The 5.8 magnitude quake lasted for more than 15 seconds and struck roughly 18 miles northwest of Levin, a town located around an 80-minute drive from the capital. Tens of thousands of people reported feeling the quake across the country’s North and South Islands, according to New Zealand geological hazard monitoring network GeoNet.
Authorities said no injuries or damage had been reported and a tsunami threat was ruled out.

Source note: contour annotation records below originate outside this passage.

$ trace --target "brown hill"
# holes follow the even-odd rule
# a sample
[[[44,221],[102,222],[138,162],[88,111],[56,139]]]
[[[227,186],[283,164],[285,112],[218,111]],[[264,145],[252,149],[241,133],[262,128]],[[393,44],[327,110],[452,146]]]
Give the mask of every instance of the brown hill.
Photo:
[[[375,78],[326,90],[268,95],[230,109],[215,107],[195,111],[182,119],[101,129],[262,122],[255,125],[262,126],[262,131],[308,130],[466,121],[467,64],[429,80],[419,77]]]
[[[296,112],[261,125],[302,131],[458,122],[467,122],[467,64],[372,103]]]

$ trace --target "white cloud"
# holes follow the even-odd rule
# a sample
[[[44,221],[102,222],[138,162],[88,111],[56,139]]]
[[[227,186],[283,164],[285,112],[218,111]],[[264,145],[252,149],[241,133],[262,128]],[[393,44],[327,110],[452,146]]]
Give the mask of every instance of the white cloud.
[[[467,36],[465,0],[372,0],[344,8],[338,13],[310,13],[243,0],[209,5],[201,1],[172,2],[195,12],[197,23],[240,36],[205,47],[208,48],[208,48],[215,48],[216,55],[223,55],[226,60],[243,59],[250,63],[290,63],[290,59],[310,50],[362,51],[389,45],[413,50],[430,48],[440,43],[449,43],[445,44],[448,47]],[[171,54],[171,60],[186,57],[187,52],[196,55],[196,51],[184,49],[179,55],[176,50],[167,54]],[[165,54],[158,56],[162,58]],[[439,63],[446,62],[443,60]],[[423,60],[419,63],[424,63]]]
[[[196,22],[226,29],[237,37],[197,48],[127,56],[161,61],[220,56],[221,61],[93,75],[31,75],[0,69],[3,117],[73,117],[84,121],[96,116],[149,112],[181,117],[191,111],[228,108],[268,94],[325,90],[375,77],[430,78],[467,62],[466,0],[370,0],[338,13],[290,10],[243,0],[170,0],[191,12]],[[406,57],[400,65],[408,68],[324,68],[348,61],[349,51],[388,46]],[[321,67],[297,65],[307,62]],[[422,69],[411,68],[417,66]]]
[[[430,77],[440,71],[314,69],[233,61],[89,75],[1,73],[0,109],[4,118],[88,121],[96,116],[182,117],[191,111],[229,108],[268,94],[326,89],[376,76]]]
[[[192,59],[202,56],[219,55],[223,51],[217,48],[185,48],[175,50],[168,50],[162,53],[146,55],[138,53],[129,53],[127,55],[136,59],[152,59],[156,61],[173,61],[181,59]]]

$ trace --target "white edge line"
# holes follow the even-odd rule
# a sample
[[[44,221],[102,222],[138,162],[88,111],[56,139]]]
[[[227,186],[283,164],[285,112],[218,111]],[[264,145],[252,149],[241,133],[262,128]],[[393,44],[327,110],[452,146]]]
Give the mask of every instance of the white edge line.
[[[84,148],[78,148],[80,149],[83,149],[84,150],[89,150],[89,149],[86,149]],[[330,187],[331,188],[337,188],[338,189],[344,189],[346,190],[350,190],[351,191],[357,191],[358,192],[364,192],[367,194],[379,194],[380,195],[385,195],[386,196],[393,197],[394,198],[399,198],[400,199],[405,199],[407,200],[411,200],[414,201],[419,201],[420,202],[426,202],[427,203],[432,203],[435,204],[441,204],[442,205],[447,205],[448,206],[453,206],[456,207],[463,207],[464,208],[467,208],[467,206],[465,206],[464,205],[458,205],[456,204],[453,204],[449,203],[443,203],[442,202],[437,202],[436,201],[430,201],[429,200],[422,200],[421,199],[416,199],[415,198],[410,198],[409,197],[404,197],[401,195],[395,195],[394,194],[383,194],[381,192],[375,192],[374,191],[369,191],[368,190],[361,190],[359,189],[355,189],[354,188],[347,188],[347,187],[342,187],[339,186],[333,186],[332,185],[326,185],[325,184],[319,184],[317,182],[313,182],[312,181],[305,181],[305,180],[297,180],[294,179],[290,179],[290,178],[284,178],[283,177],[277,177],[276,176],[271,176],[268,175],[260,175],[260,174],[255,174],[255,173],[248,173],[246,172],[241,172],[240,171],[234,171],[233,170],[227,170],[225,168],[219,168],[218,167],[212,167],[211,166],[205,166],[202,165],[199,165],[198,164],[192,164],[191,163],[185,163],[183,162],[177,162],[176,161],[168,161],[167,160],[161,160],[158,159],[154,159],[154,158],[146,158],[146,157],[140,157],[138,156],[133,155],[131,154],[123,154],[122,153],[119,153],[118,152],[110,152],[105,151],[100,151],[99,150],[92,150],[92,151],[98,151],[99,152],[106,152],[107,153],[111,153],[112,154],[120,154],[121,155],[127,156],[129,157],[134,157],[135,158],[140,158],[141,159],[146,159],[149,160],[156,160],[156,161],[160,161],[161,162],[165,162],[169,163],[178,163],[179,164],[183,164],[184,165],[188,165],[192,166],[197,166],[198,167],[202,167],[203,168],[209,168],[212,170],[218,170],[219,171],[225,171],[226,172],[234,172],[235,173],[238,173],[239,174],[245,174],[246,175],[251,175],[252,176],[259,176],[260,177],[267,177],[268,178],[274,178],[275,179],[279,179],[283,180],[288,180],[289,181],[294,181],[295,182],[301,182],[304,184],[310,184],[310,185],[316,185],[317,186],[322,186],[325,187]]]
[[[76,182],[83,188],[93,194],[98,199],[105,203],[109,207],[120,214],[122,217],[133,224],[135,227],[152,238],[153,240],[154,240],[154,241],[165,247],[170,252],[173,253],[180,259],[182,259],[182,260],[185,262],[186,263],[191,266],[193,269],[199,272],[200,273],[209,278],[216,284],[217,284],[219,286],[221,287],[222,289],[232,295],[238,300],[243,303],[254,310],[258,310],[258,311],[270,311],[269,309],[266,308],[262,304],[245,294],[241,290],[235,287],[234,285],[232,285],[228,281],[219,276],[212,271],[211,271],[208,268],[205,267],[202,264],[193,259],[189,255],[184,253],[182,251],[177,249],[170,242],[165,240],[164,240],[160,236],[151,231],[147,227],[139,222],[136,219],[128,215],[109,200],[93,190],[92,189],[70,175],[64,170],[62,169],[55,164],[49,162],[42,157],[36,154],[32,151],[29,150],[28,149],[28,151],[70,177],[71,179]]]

New Zealand lies on a zone of intense seismic activity known as the Ring of Fire, and has faced devastating earthquakes in the past.
“Not what we need right now,” New Zealand Finance Minister Grand Robertson tweeted.
Ardern has won praise around the world for how she’s handled her country’s response to the COVID-19 coronavirus pandemic. Last month, she declared that the virus had been “currently eliminated” from New Zealand but urged people to remain vigilant as the nation slowly reopens.